Another search for owls didn't find any. The people who usually look for the Tawny owlets are not in the park for one reason or another, and it is just me and thousands of trees. They will turn up eventually.
Meanwhile there were other birds to see, including a Treecreeper near the Tawny Owls' tree.
The Jackdaws have extended their territory south to the Flower Walk, where there are fewer Carrion Crows.
Their original area, around the Speke obelisk, is inconveniently close to the big colony of crows in the northwest corner of Kensington Gardens. When I tried to feed the Jackdaws here, crows kept barging in and grabbing their biscuits.
This is one of the crow family near the Italian Garden; it is a junior bird hatched last year. It was shredding a plastic bag which it had got out of a waste bin.
I suppose that this is a novel nesting material. Great Crested Grebes also use plastic bags, whole, in their nests, as they find them easier to build with and more durable than algae.
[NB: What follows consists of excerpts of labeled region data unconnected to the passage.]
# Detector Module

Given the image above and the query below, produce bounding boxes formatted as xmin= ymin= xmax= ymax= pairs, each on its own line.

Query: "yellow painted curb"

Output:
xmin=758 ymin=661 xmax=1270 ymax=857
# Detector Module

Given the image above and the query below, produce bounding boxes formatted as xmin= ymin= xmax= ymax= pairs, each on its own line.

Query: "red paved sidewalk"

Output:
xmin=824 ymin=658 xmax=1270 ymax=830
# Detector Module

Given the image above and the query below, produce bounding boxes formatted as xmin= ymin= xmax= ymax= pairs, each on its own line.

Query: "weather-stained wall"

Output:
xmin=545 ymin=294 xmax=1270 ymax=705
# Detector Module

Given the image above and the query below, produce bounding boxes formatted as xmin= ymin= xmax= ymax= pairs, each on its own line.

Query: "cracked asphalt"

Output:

The pair of Moorhens on the willow near the bridge also seem to be thinking of nesting, as they were climbing up the branches to the hole they use.
The nest site is invisible from below and from the parapet of the bridge. It has been in use for several years.
The Mute Swans on the Long Water have returned to their nest in the reeds near the Italian Gardens. Although they visit the place often, they aren't occupying it continuously; evidently they don't have any eggs yet.
The wooden posts in the lake near Peter Pan, until recently thronged with Black-Headed Gulls, were unoccupied except for this lonely first-year bird which for some reason has not flown off with the others.